Mudei muitas vezes de escola, não porque mudei de casa, porque eu… De facto, mudei de casa, mas mudei sempre perto… na mesma zona onde estava, sei lá… 500 metros, por aí. Mudei muitas vezes de escola porque quando fiz o ensino primário não havia escola preparatória no sítio onde eu morava, próxima, então tinha que ir numa localidade ao lado e foi por aí… aí saí de Outurela para ir para Carnaxide, escola. Depois disso, quando abriu o ensino preparatório ao pé do meu local de residência, voltei para essa escola. Depois quando terminei o ensino básico, o 9º ano, não havia ensino secundário perto de minha casa, então fui para Linda-a-Velha fazer os três anos que me restavam e depois é que fui para a faculdade. Mudei de escola muito por causa disso. Porque a localidade em que eu morava não tinha todas as valências de ensino e foi aumentando as valências à medida que eu fui crescendo e por isso fui sempre mudando de escola.
E influências? Já disseste que a tua mãe foi… os imãos…
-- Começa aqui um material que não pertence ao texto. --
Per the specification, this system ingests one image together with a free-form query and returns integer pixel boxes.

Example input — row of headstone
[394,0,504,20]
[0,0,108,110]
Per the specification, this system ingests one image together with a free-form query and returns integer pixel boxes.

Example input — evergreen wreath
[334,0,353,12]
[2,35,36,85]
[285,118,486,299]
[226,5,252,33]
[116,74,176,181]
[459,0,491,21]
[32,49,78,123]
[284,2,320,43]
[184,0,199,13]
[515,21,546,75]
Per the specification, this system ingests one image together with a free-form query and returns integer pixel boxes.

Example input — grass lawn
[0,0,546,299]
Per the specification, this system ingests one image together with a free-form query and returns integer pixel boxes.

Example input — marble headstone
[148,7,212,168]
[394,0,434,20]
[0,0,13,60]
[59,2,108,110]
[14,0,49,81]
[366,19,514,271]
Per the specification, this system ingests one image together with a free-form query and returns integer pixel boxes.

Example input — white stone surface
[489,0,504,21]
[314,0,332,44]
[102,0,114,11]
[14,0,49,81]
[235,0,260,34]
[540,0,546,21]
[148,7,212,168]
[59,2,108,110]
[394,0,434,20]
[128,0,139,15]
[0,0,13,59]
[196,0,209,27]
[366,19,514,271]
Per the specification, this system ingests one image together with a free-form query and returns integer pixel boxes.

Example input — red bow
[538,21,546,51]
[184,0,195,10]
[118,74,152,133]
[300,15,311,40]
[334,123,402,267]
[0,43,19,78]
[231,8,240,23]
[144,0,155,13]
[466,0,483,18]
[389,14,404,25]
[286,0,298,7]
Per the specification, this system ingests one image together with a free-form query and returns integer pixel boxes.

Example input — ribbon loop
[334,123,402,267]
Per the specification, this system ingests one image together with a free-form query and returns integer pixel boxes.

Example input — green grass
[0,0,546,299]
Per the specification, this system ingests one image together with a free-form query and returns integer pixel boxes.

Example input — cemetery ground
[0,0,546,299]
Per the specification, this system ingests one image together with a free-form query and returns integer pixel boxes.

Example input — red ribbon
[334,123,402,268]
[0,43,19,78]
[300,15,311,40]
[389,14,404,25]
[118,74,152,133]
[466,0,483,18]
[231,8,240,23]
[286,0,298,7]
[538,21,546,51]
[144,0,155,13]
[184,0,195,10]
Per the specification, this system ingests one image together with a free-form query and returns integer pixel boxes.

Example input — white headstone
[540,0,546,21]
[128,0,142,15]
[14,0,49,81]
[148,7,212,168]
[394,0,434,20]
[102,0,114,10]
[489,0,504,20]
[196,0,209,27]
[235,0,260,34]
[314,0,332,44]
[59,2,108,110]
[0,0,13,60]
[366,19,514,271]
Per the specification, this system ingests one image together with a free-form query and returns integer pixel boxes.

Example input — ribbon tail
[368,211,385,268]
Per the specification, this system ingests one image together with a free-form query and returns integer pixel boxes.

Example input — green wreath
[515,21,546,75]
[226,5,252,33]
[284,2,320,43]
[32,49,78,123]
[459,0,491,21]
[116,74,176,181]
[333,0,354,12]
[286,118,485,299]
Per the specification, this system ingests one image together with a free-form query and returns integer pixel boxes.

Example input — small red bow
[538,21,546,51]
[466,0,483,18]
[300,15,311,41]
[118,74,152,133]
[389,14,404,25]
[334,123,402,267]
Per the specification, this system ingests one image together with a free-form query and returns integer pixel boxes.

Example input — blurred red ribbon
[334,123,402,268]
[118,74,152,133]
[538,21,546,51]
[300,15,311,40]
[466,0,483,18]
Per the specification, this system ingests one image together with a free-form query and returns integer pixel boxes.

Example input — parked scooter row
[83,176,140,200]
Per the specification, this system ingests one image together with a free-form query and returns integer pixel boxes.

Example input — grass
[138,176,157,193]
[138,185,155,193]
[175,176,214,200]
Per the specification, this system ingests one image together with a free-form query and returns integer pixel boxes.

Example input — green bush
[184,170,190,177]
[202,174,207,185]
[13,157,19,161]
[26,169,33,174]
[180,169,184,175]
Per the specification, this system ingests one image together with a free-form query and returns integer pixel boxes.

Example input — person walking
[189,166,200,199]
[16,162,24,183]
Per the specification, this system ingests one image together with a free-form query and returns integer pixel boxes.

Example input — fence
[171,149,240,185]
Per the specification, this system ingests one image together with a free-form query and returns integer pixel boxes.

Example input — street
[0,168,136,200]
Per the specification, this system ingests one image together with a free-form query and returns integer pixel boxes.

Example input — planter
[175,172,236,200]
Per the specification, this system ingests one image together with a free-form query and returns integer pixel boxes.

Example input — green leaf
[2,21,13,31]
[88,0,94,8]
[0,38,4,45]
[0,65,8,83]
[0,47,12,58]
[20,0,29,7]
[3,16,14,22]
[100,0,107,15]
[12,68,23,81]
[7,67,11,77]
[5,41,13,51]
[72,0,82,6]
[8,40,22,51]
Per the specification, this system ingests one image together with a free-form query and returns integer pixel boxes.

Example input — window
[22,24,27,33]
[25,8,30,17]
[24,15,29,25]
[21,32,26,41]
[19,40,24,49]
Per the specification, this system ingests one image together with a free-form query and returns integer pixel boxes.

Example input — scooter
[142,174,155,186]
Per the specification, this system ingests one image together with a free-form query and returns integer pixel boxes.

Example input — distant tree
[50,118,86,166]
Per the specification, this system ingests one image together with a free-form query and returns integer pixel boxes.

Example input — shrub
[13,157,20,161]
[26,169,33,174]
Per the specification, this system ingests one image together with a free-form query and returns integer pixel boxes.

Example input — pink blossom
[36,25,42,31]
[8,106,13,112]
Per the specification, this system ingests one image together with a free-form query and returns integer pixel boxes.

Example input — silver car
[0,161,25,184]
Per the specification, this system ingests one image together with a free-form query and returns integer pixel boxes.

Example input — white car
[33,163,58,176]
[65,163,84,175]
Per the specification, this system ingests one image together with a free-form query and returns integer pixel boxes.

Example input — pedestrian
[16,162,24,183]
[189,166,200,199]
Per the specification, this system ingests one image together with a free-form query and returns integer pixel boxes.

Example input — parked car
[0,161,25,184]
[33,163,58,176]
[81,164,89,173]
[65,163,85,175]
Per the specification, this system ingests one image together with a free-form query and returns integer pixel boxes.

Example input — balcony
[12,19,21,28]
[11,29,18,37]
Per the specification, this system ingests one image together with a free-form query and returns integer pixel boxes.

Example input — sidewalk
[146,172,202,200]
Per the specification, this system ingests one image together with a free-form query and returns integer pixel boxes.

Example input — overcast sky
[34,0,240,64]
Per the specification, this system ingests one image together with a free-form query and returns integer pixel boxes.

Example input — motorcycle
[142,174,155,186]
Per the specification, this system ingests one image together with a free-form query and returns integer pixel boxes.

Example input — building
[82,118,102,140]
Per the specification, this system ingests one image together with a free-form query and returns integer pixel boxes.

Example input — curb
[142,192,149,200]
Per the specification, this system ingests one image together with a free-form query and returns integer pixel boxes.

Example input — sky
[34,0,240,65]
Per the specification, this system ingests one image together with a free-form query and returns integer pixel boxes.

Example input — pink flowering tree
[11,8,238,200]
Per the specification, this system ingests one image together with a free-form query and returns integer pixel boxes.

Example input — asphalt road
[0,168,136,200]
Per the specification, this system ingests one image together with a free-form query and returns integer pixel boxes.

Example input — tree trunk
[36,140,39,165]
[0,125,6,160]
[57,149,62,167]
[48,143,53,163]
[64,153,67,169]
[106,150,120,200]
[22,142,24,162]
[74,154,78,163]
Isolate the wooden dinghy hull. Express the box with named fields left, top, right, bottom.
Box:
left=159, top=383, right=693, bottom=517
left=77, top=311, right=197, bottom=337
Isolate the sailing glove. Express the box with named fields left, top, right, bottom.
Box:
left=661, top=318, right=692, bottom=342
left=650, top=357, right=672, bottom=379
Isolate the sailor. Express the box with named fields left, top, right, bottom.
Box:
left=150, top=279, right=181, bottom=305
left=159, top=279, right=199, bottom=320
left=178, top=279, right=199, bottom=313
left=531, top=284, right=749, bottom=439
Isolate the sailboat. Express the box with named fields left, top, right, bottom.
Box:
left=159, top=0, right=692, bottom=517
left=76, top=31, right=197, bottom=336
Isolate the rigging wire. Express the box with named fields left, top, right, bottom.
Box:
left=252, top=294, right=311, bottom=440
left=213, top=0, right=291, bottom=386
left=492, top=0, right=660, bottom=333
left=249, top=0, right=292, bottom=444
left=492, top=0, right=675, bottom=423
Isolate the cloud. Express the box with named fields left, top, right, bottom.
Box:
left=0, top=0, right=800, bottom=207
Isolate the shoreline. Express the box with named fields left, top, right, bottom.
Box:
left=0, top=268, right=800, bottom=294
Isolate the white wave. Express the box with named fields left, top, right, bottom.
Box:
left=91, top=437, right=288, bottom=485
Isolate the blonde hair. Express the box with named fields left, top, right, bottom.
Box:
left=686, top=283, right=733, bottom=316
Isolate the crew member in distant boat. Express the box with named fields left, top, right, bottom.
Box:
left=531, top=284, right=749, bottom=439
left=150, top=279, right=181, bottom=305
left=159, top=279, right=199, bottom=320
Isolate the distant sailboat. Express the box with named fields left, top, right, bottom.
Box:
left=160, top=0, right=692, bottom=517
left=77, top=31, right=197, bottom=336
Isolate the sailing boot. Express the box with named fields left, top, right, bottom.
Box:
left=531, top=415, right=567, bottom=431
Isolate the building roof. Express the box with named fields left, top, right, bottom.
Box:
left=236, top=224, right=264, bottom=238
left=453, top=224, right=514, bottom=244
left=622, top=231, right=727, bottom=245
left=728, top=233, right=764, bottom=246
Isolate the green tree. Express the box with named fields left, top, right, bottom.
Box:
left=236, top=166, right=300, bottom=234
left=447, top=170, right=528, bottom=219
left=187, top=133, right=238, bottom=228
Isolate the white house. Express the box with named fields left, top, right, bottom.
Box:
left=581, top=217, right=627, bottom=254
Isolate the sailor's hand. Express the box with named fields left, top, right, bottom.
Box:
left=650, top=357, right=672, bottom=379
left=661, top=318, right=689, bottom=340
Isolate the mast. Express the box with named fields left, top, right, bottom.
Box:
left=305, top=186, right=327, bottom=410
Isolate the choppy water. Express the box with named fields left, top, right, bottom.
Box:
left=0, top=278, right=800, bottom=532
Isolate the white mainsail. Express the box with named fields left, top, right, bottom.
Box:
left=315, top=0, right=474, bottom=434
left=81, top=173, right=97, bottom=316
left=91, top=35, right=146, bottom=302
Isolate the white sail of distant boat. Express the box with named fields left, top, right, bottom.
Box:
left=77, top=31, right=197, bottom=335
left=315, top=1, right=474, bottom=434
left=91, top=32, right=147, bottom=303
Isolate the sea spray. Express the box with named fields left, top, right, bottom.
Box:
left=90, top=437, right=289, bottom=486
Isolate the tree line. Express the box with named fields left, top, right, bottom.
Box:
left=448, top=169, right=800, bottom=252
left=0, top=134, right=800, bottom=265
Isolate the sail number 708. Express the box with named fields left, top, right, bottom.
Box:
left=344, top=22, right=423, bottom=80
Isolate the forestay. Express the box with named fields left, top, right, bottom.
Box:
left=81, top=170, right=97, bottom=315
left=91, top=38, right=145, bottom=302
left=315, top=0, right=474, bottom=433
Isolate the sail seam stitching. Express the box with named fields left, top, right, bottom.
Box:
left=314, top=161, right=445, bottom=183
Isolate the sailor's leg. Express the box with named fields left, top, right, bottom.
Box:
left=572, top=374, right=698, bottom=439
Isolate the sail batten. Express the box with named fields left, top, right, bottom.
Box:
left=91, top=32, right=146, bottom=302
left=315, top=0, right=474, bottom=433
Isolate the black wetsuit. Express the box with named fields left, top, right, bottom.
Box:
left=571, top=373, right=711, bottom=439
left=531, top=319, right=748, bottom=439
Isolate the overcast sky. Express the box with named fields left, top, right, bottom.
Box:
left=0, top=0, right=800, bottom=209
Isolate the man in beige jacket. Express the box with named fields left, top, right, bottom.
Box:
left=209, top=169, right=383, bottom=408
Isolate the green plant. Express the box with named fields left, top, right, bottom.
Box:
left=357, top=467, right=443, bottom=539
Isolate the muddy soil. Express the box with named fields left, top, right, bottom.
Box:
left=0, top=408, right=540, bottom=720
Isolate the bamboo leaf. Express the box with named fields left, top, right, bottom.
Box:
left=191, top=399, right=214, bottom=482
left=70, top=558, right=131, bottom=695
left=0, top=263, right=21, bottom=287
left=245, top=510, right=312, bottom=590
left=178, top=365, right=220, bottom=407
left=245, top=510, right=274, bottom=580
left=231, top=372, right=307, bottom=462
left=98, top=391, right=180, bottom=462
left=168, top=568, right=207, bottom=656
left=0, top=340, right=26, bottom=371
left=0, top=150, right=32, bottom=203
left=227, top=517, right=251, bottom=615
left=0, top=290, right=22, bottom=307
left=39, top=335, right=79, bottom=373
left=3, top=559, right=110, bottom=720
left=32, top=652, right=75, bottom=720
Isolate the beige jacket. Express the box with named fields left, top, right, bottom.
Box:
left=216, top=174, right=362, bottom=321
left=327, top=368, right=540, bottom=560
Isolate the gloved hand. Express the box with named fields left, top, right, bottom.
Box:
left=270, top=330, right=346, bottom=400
Sim! Eu tenho que começar um bocadinho atrás. Eu acho que a minha maior influência e a influência dos meus irmãos e dos meus primos é o meu avô. O meu avô é uma referência muito grande na minha família. Eu não o conheci pessoalmente, mas tenho… percebi que ele era uma influência muito grande. O meu avô tinha uma… Eles moravam no interior da Ilha de Santiago, era uma pessoa muito pobre, era camponês vamos dizer assim, agricultor camponês, mas ele tinha a ideia que a única forma de quebrar a barreira da pobreza era pelo estudo, pela educação. E ele fez esse esforço de tentar transmitir essa ideia e esse… esse… incutir isso na minha mãe e nos meus tios. Só que na altura as dificuldades eram muito grandes, então dos meus seis tios, incluindo a minha mãe, seis e a minha mãe, pouco estudaram. A minha mãe não conseguiu estudar, uma das minhas tias conseguiu, duas ou três conseguiram estudar a seguir ao ensino obrigatório, uma é professora, duas ou três terminaram o ensino obrigatório em Cabo Verde. Mas era uma coisa que elas não conseguiram muito bem terminar porque as dificuldades eram imensas. Na altura o meu avô tinha esta ideia mas depois tinha outro problema. A minha avó era muito doente e esteve muito doente durante muitos anos era ele o suporte da família, então, do ponto de vista monetário, ele não conseguiu, ahhh… não conseguiu que os filhos dele estudassem. Mas essa ideia ficou muito enraizada na minha mãe e nos irmãos dela, que por sua vez transmitiram essa ideia a mim e aos meus primos. Então quase todos os primos dos vinte e tal primos, eu conto muito poucos os que não chegaram ao ensino superior ou que não têm essa ambição. Alguns ainda são muito novos, mas quase todos têm essa ambição ou quase todos têm essa perspectiva de futuro. E eu acho que também tem muito a ver com essa influência, com a ideia de que a educação seria a única forma de quebrar a barreira da pobreza e de… da exclusão social. E daí essa… e daí ser essa a influência. É claro que depois eu recebi esse suporte todo da minha mãe. A minha mãe tinha uma ideia muito clara daquilo que ela queria para nós, para os filhos. Ela não queria que nós passássemos as mesmas dificuldades que ela teve e então, nesse… nesse… nessa ideia ela apoiou-nos muito e tinha sempre referências altas para nós, objectivos estabelecidos e claros para nós… e isso, claro, facilita! Muito! Facilita muito o meu percurso, torna as coisas muito mais di… muito mais fáceis.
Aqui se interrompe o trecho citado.